Procedures were in place to ensure medicines were managed safely. Staff responsible for the administration of medicines had received training to ensure they had the competency and skills required. Additional training had been delivered to senior care staff to support nurses when administering medicines. Medicines were safely kept and appropriate arrangements for storing were in place.

The service had reviewed the way it was staffed and had made changes to increase staffing levels at the busiest times of the day. This ensured there were enough staff on duty to respond to people’s needs.

Staff working at the service understood the needs of people they supported so they could respond to them effectively. Staff had been trained and had the skills and knowledge to provide support to the people they cared for. One staff member told us, “The training is really good here. I get reminded when my training needs updating.”

The manager understood the requirements of the Mental Capacity Act 2005 (MCA) and the Deprivation of Liberty Safeguards (DoLS). This meant they were working within the law to support people who may lack capacity to make their own decisions.

Visitors reported good relationships with the staff and that the management team were approachable. Families told us, “They (staff) are so patient and caring, we couldn’t ask for better care for (person’s name)” and “I visit a lot and am always made to feel welcome.”

Staff recruitment files contained the relevant recruitment checks, to show staff were suitable and safe to work in a care environment, including Disclosure and Barring Service (DBS) checks. The recruitment process took account of the skills and knowledge required, to provide care to meet people’s needs. There were enough skilled and experienced staff to help ensure the safety of people who used the service.

People told us they knew how to complain and would be happy to speak with the manager if they had any concerns. One person said, “I am more than confident I would be listened to if I was not happy with anything.”

There were systems in place to assess and monitor the quality of the service. Meetings and surveys had taken place and showed people were engaged with and listened to.

Service certificates were in place to make sure equipment and supply services including electricity, fire systems and gas were kept safe.

Inspection areas

Safe

Good

Updated 7 July 2016

The service was safe. Risks associated with medicines management, infection control, cleanliness, and environment factors were assessed and responded to where necessary.

Staffing levels were sufficient with an appropriate skill mix to meet the needs of people who lived at the service.

Recruitment procedures were safe

Staff knew how to recognise and report the signs of abuse. They knew the correct procedures to follow if they thought someone was being abused.

Effective

Good

Updated 7 July 2016

The service was effective. People were supported by staff who were sufficiently skilled and experienced to meet their needs.

People had access to healthcare professionals including doctors and healthcare specialists.

Staff supported people to maintain a balanced diet appropriate to their dietary needs and preferences.

The service had policies in place in relation to the Mental Capacity Act 2005 (MCA) and depriving people's liberty, and these were put into practice.

Caring

Good

Updated 7 July 2016

The service was caring. Staff were kind and compassionate and treated people with dignity and respect.
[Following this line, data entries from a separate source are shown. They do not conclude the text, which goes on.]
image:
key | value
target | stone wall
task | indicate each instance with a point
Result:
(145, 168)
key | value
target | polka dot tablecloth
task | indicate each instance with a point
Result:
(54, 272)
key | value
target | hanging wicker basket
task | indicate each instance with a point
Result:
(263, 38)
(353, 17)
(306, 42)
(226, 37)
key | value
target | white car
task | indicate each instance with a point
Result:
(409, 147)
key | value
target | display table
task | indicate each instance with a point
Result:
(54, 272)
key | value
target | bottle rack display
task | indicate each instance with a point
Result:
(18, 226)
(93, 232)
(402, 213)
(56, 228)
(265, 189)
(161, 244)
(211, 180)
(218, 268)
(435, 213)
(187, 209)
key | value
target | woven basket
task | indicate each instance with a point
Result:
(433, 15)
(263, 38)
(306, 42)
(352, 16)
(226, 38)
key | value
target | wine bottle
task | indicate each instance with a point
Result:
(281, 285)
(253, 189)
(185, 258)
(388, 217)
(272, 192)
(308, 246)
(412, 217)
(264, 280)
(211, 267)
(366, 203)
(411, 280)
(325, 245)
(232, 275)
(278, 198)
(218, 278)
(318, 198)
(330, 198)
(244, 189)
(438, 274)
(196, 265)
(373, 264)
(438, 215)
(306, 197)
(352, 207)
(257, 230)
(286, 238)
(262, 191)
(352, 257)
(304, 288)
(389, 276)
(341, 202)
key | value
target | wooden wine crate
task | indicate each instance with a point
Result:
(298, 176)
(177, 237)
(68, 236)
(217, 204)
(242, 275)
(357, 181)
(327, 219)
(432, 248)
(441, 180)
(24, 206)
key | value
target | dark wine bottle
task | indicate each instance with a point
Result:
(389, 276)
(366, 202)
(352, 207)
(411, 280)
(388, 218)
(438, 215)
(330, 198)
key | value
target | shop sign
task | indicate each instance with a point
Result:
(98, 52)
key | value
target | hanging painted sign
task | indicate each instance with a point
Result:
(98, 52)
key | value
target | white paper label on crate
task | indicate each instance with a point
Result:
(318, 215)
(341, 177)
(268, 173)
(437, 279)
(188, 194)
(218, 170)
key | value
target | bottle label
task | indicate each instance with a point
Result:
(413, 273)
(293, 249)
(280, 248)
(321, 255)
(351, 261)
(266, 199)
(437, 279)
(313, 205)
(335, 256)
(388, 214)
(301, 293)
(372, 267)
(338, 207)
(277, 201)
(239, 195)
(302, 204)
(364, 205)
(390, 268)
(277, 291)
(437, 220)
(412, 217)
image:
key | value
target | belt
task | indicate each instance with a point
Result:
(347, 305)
People were supported by caring and attentive staff who showed patience and compassion to the people in their care.

Staff respected people’s wishes and provided care and support in line with those wishes.

Responsive

Good

Updated 7 July 2016

The service was responsive. People received personalised care and support which was responsive to their changing needs.

Activities linked to people's abilities and interests were available.

People knew how to access the complaints process, and who to talk with if they wanted to raise a concern.

Well-led

Good

Updated 7 July 2016

The service was well led. Systems and procedures were in place to monitor and assess the quality of their service.

Staff worked in partnership with other professionals to make sure people received appropriate support to meet their needs.

Staff were motivated to develop and provide quality care and told us they felt supported by managers.